Étrange Festival 2012 : Compétition internationale.
Les angoisses d’un père agoraphobe face à une cité envahie d’enfants mutant : tout cela est très sérieux, ça s’appelle Citadel et ça fout un peu les jetons. Un beau film sur la foi en l’Homme aux quelques maladresses excusables.
Comment réagirions-nous si l’on assistait à la mise à mort de sa femme enceinte ? Pis, comment devenir un bon père quand ce traumatisme vous rend agoraphobe ? C’est de ce double handicap que part Tommy, le héros de Citadel, premier long-métrage de l’irlandais Ciaran Foy. La catharsis saute aux yeux et la puissance angoissante du film s’en retrouve décuplée. Car bien plus qu’un simple petit film de genre, Citadel explore profondément les angoisses du type. Imaginez le père de La Route (adapté au cinéma par John Hillcoat) qui ne saurait pas gérer son nouveau rôle. Au lieu de rassurer son enfant, il l’angoisserait. On craint pour ce bébé, hurlant de peur et de désarroi. Car les craintes de Tommy ne s’avèrent pas injustifiées. Ces loubards qui ont mis à mort sa femme rôdent dans un no man’s land complet. En cela, Citadel a des résonances post-apocalyptiques. S’il est question de s’enfuir, jamais cette issue ne semble plausible. Le réalisateur se garde bien de tomber dans le simple vigilante movie et y préfère un tournent plus fantastique, aux accents évident de Romero.

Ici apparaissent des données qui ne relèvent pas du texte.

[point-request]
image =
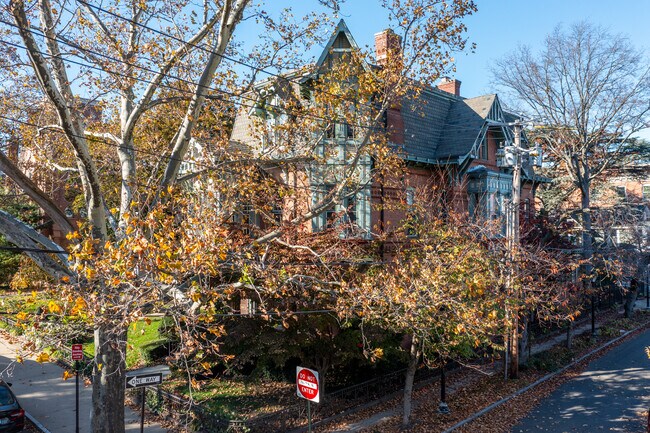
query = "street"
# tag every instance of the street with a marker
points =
(612, 394)
(49, 399)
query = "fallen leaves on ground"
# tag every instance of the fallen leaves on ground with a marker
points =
(470, 391)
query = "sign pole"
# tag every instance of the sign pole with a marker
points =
(309, 414)
(76, 387)
(142, 395)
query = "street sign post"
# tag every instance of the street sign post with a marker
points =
(142, 381)
(77, 352)
(77, 355)
(308, 387)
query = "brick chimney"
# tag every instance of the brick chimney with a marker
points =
(450, 85)
(387, 44)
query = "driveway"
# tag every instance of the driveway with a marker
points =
(49, 399)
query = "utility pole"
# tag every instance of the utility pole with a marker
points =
(511, 156)
(512, 232)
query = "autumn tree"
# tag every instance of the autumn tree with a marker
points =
(587, 90)
(441, 291)
(175, 217)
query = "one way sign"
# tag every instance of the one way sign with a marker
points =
(143, 380)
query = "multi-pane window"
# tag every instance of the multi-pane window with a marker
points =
(411, 217)
(483, 148)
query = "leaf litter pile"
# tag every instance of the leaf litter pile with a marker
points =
(469, 391)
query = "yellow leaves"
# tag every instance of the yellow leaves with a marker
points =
(79, 306)
(54, 308)
(43, 357)
(90, 273)
(73, 235)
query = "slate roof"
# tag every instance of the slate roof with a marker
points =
(463, 126)
(424, 122)
(440, 126)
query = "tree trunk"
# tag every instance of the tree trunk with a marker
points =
(523, 340)
(569, 334)
(630, 298)
(414, 359)
(108, 380)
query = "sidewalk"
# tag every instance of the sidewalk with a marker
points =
(50, 400)
(536, 348)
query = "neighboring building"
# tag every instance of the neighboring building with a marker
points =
(622, 209)
(442, 136)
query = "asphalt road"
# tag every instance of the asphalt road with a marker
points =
(612, 394)
(49, 399)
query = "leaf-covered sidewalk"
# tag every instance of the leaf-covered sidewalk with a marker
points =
(469, 391)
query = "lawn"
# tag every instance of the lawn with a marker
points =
(236, 398)
(142, 335)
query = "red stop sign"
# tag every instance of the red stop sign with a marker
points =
(307, 384)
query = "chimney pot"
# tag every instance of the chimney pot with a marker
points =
(387, 44)
(450, 85)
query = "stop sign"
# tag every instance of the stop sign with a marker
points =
(307, 384)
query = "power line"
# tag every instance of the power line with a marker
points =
(293, 112)
(33, 250)
(202, 47)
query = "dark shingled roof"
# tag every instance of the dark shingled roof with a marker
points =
(424, 123)
(441, 126)
(463, 125)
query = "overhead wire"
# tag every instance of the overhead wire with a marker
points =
(200, 47)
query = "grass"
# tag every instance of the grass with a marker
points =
(141, 336)
(233, 399)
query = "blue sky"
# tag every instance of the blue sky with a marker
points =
(500, 25)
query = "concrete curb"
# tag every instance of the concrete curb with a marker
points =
(37, 424)
(539, 381)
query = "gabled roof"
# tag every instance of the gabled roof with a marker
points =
(340, 31)
(464, 124)
(444, 127)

C’est d’ailleurs dans ce basculement que quelques réserves subsistent. Le script ne tient pas complétement debout, une forme de confusion demeure. Et pourtant, il reste une puissance évidente à l’ensemble. Bien aidé par un travail sonore dantesque tant il glace le sang, Foy catalyse le sensitif pour le transmettre à l’écran. L’empathie envers le héros est immédiate. On ressent son angoisse, on lutte avec lui. Lors d’une scène d’assaut de la maison par les gamins maléfiques, la confusion et la détresse rendent tellement impuissant que l’on se sent mal. L’enfant comme une relique sacrée attire les convoitises. Mais c’est l’amour tendre et maladroit du père qui doit se frotter à la dure réalité. Le film sait prendre son temps pour montrer l’égarement. Il offre aussi un peu de répit pour développer notamment son thème sur la parentalité. Mais surtout il prépare la cruauté de son histoire. Aucun cynisme ici, juste des personnages qui se forment honnêtement. Mis à part le prêtre, ils sont bien écrits. Les aspérités du scénario, les maladresses ici et là se pardonnent aisément devant le travail remarquable effectué pour un premier film. Par ailleurs, ce qui est dit sur l’abandon des territoires aux bandes est effrayant. Le film ne vire pas au procès pro-sécuritaire, mais il appuie encore sur l’horreur de ces grandes barres d’immeubles impersonnelles. Tout y est froid, chose bien rendue par la photographie. Les espaces de repos (un appartement chic loin de la banlieue) se font loin de l’immeuble maudit. Le Salut est ailleurs.
Avec son infirmière qui s’appelle Marie, ses reliques chrétiennes et son personnage de prêtre, Citadel regorge de sous-texte religieux. Même l’enfant qui aide Tommy et le prêtre est aveugle à l’instar de ces héros de la mythologie grecque où un handicap compense un pouvoir exceptionnel. Mais Foy détourne le sujet religieux. La foi en Dieu est mise à mal et elle se transforme en foi en soi. Celle-ci vainc les peurs, évacue le mal et permet de se confronter au réel. Ce n’est que par ce chemin que Tommy pourra devenir père. Seule cette force inouïe viendra à bout de ces zombies. Le basculement n’est pas parfaitement amené mais sa force, guidée par l’envie de sauver l’enfant, offre une fin touchante à ce film de genre qui ne joue jamais au malin. Dommage qu’on ne sente pas plus que les rôles d’assaillants et d’assaillis s’inversent. On aurait eu droit à un beau film se siège et d’infiltration. Reste le côté poisseux, un peu comme les couloirs sombres et claustrophobiques de la saga Alien. La peur y est très primaire. Sans jouer sur les jump-scares, l’ambiance se nourrit de son environnement, aidé par l’air perdu de son acteur Aneurin Barnard. Lorsque l’écran de fin arrive, un certain soulagement point. On respire mieux, la foule de la salle de ciné se disperse et évite de soi-même sombrer dans l’agoraphobie. Fin de la séance de psy.